While Zinssner Seal Coat is seen as a universal sealer, usually you would remove the wax with mineral spirits first. If the wax is not removed, you could have adhesion problems. Wax is hard enough to remove from smooth, closed grain hardwood. It would be nearly impossible to remove the wax from reclaimed wood. 
Does it have wax on it? If it just has well-cured tung oil you can use any finish of your choice. The title made me think you had waxed it. If it has wax on it, I would just add some colored wax such as Briwax or Howards Walnut wax. For a piece like this, a wax finish would be okay, and the colored wax will age it a bit.


----------



## DrDirt (Feb 26, 2008)

The wax is the problem - the curing oils applied like tung or linseed you will be OK.

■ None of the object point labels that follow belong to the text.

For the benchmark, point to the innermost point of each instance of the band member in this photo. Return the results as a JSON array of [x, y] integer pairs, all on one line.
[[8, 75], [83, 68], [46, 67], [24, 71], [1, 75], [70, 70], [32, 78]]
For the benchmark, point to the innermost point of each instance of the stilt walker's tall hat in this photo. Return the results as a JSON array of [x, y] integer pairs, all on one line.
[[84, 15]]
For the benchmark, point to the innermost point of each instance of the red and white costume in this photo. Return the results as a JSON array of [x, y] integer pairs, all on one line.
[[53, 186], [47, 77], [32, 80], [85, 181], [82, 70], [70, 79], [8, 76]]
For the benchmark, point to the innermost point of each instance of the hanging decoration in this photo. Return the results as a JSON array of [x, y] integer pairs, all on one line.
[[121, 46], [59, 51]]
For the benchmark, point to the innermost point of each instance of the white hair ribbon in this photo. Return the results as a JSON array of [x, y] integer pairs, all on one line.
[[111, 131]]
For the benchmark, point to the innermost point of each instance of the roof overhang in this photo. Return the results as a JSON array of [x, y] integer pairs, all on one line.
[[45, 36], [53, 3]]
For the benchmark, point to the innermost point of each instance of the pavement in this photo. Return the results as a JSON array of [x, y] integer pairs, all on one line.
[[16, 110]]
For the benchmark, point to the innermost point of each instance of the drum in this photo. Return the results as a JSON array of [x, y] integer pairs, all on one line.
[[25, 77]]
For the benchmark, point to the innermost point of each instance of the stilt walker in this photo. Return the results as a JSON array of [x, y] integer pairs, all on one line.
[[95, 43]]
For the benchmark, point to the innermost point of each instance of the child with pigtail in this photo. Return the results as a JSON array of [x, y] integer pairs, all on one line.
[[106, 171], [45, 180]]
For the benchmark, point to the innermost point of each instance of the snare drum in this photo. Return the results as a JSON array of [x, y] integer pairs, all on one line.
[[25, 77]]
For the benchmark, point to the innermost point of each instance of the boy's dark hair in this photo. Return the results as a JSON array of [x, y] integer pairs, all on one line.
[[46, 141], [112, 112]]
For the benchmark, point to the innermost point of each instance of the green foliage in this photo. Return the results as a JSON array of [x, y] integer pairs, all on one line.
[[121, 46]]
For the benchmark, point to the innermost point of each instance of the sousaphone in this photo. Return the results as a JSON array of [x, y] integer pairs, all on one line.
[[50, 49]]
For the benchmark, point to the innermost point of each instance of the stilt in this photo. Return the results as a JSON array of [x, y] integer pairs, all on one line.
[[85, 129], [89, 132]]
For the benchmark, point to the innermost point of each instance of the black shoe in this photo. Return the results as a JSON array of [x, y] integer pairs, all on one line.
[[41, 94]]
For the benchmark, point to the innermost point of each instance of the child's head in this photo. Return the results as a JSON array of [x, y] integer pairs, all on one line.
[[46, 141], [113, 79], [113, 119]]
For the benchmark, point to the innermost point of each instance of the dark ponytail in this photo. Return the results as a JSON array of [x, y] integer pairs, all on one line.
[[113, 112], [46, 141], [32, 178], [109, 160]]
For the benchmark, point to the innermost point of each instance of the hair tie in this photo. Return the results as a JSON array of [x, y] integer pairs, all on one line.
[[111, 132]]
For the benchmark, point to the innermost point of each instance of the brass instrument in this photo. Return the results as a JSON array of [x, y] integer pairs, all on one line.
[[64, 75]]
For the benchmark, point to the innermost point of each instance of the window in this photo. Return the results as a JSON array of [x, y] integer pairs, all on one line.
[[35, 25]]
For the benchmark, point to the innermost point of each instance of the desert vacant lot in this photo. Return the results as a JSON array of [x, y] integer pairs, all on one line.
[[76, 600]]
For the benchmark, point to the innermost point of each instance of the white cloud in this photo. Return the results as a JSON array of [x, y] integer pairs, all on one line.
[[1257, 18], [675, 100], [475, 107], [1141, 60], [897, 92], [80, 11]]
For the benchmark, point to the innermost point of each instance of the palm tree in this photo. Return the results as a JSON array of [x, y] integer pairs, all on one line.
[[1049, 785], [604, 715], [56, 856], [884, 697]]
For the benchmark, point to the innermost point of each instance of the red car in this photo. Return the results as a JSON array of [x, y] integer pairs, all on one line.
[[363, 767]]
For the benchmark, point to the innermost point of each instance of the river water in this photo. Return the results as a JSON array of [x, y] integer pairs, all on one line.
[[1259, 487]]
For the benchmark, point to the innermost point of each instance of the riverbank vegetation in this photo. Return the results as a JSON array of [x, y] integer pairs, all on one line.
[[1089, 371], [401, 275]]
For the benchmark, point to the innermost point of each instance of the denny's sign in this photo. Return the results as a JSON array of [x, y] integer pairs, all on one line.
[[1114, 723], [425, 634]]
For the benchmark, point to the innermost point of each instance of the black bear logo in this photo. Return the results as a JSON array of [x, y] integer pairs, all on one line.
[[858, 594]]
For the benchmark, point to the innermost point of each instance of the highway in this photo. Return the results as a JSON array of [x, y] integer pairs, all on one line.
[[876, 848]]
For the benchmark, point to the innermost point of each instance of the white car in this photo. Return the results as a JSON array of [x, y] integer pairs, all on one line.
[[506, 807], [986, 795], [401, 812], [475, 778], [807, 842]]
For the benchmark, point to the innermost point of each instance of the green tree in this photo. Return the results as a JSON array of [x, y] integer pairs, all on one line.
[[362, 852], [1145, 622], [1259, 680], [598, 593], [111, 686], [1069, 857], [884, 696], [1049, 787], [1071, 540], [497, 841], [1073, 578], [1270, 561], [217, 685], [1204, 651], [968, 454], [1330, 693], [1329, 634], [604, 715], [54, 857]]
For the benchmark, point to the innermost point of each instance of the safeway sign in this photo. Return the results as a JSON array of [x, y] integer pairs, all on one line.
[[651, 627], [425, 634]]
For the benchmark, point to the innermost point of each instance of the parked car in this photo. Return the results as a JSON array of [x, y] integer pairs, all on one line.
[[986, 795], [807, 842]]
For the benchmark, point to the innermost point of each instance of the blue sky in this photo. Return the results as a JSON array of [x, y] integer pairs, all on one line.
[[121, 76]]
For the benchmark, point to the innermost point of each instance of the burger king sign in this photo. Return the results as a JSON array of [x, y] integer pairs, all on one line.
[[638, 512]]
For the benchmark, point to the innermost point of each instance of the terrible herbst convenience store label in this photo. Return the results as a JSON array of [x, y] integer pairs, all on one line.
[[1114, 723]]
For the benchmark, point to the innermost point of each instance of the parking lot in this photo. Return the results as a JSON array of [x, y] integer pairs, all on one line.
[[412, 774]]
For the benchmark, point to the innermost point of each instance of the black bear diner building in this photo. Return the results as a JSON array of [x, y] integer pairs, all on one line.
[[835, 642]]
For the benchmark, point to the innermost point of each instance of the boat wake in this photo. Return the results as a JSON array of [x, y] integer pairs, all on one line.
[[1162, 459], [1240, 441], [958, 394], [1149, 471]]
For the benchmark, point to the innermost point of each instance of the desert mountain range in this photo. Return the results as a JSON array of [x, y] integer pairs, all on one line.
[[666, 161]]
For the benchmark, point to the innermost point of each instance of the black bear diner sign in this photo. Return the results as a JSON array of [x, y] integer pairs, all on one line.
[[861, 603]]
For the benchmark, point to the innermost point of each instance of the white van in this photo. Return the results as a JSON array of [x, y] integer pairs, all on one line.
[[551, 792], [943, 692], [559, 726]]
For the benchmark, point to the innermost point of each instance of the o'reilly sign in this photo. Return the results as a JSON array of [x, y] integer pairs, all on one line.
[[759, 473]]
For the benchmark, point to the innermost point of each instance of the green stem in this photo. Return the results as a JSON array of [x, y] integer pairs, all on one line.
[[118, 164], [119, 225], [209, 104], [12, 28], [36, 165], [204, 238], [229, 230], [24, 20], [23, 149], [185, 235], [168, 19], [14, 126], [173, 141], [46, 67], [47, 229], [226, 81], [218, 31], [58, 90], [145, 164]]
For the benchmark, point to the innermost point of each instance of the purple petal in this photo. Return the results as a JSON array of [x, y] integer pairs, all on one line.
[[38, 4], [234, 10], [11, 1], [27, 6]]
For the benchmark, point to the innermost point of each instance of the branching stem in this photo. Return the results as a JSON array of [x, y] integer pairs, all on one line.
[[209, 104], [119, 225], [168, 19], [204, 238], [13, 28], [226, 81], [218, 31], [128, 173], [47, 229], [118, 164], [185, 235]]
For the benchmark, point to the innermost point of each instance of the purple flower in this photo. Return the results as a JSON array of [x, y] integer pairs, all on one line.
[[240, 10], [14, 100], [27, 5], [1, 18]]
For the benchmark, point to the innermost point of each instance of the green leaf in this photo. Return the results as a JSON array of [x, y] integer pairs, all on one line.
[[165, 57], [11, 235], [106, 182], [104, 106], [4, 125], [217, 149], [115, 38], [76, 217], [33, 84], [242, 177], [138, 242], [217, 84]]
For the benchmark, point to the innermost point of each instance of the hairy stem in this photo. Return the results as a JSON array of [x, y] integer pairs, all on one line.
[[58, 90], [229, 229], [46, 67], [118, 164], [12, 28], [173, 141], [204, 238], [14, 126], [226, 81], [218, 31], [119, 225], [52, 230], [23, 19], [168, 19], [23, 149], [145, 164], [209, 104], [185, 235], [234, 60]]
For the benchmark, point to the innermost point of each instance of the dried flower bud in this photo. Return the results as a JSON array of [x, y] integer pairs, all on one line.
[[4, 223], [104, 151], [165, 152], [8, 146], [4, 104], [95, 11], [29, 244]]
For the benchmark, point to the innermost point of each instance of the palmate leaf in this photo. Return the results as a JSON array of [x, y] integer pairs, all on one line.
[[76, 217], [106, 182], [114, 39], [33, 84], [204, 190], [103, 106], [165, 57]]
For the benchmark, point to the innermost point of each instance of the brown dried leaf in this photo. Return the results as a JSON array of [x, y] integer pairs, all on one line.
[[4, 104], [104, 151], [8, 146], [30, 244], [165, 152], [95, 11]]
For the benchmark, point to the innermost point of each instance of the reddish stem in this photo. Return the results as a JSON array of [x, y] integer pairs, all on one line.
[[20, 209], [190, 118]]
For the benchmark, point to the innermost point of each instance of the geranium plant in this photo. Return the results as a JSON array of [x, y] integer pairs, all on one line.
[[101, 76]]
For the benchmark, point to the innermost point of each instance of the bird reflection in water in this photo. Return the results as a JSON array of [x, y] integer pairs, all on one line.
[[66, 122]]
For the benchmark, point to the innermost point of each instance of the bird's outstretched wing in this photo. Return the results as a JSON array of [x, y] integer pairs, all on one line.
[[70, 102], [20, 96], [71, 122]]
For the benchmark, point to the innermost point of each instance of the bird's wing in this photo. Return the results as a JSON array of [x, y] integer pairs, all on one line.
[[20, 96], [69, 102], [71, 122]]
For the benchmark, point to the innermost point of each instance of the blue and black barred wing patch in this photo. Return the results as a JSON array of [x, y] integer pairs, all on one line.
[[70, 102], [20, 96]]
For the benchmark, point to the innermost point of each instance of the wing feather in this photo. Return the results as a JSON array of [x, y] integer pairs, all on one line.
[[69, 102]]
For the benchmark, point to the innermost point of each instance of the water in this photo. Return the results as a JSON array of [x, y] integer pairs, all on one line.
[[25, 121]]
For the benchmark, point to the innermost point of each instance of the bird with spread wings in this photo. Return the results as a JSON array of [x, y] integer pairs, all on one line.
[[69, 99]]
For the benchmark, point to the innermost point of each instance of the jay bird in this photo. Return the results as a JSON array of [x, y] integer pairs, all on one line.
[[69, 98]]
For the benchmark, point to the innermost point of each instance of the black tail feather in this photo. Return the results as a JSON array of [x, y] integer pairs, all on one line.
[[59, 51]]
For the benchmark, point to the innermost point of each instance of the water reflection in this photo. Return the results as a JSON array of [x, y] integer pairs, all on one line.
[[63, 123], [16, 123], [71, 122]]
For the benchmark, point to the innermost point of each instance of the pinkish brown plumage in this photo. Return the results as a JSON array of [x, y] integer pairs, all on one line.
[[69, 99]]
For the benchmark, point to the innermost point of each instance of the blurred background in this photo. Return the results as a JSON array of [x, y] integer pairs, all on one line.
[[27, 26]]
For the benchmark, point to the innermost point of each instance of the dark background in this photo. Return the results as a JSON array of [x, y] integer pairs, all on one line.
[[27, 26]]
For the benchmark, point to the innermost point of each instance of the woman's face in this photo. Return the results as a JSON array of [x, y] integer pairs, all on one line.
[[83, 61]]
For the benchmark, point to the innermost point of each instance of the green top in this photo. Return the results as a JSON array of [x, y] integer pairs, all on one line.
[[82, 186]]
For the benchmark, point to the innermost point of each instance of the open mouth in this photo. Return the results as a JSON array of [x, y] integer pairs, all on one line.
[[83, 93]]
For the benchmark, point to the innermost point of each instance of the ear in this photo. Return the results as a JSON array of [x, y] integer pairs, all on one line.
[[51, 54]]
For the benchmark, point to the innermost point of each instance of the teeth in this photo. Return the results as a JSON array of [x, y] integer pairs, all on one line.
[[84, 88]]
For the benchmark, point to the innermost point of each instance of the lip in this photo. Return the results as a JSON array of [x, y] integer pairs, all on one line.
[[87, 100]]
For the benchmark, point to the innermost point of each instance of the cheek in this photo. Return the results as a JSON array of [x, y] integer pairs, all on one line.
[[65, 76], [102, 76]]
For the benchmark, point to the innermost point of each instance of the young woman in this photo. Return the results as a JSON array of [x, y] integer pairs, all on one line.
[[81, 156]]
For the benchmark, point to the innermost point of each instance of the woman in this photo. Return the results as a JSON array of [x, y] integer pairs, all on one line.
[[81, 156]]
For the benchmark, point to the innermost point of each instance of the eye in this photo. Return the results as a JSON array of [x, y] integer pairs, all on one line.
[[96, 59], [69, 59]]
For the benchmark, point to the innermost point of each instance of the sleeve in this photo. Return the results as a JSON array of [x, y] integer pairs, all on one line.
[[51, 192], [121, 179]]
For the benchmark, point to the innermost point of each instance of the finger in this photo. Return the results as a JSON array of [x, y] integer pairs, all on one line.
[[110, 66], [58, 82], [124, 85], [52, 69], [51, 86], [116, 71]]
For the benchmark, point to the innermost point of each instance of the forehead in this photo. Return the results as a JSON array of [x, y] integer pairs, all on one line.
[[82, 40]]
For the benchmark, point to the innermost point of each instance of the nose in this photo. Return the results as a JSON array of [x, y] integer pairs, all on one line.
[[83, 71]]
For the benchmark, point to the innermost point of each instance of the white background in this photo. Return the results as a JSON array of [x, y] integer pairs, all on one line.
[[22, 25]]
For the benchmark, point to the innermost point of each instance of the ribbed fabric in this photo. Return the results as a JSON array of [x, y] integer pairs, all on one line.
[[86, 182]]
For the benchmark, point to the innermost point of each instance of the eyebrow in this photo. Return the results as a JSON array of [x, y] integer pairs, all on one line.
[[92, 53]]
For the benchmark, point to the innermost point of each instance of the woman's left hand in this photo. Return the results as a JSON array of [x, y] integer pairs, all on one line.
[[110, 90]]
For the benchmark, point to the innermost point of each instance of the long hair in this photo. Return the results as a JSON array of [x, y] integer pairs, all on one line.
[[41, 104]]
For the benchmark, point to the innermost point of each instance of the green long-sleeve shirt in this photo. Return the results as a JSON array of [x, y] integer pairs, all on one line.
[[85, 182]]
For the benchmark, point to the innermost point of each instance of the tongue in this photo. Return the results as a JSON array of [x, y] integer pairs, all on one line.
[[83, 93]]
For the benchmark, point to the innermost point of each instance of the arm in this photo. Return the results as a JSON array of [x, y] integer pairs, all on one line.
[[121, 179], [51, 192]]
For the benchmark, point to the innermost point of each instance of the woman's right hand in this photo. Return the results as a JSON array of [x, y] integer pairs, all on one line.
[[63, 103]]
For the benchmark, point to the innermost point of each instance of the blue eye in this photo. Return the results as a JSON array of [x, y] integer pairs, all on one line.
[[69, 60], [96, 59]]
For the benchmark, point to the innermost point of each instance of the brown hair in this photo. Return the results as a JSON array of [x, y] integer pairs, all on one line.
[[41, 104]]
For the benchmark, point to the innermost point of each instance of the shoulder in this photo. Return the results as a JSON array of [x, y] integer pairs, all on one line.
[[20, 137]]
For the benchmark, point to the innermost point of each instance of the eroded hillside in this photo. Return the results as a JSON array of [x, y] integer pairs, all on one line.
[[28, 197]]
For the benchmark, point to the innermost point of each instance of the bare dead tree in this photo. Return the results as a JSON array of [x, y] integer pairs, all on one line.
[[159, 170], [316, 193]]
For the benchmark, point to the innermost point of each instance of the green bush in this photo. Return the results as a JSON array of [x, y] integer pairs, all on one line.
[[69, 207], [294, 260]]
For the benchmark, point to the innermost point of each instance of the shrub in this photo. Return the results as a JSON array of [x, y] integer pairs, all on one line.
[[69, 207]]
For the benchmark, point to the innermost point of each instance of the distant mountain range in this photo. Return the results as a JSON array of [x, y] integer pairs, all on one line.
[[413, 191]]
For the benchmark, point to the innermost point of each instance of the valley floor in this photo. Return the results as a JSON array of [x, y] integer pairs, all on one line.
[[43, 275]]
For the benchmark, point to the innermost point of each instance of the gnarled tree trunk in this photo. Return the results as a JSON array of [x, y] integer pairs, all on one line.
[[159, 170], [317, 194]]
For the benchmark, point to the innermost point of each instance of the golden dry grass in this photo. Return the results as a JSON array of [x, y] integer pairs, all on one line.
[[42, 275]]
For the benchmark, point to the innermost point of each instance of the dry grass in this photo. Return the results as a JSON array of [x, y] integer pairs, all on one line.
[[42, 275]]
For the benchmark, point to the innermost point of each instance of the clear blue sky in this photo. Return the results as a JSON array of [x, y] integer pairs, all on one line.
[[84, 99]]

If you had some NON-curing oil like mineral oil/butcher block oil, that you wanted to coat, that would be a problem


----------



## JR545 (Feb 24, 2015)

Thanks guys.
The wax was only applied to the painted portions of the table. I'll remove the wax with MS and try the glaze instead to preclude any finishing problems.
I also discovered after reading up on tung oil the the product my wife brought home is a wiping varnish instead of tung oil (Formby's). 
I should have this mess sorted out in the next few days and will update with results.
Thanks for all the suggestions/guidance.


----------